Blich Miry, Khoury Asaad, Suleiman Mahmoud, Lorber Avraham, Gepstein Lior, Boulous Monther
Inherited Arrhythmia Clinic.
Division of Pacing and Electrophysiology, Rambam Health Care Campus, Technion Medical School.
Int Heart J. 2019 Jul 27;60(4):979-982. doi: 10.1536/ihj.18-705. Epub 2019 Jun 28.
Congenital long QT syndrome (LQTS) is a cardiac channelopathy that leads to the prolongation of the QT interval. This prolongation can lead to ventricular tachyarrhythmia, syncope, and sudden cardiac death. There are various types of LQTS. Treatment of LQT1 and LQT2 is mainly based on antiadrenergic therapy. LQT3, on the other hand, is a result of a mutation of the SCN5A gene, which encodes the sodium channels. In this type, patients are sensitive to vagal stimuli and episodes tend to occur at rest. Sodium channel blocking compounds, such as ranolazine, mexiletine, and flecainide, have been found to be effective in selective mutations.In this case report, we report the case of a child with congenital LQT3 (V411M) who presented first with sudden cardiac death and three weeks later with an implantable cardioverter defibrillator storm. Knowing the specific mutation and understanding the mechanism at the molecular level through an in vitro study yielded a clinically meaningful result. The patient's arrhythmia burden was totally eliminated following successful treatment with flecainide.

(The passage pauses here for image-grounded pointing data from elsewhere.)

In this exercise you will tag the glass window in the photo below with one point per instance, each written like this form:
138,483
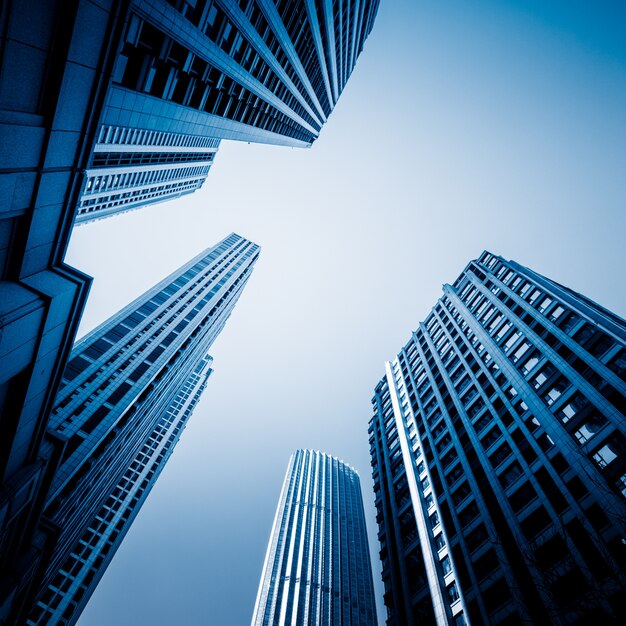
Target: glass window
589,429
440,542
529,365
446,565
605,455
453,592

先天性长QT综合征(LQTS)是一种导致QT间期延长的心脏离子通道病。这种延长可导致室性快速心律失常、晕厥和心源性猝死。LQTS有多种类型。LQT1和LQT2的治疗主要基于抗肾上腺素能治疗。另一方面,LQT3是SCN5A基因突变的结果,该基因编码钠通道。在这种类型中,患者对迷走神经刺激敏感,发作往往发生在休息时。已发现钠通道阻滞剂化合物,如雷诺嗪、美西律和氟卡尼,对选择性突变有效。在本病例报告中,我们报告了一名先天性LQT3(V411M)患儿的病例,该患儿首次表现为心源性猝死,三周后出现植入式心律转复除颤器风暴。通过体外研究了解特定突变并在分子水平上理解其机制产生了具有临床意义的结果。使用氟卡尼成功治疗后,患者的心律失常负荷完全消除。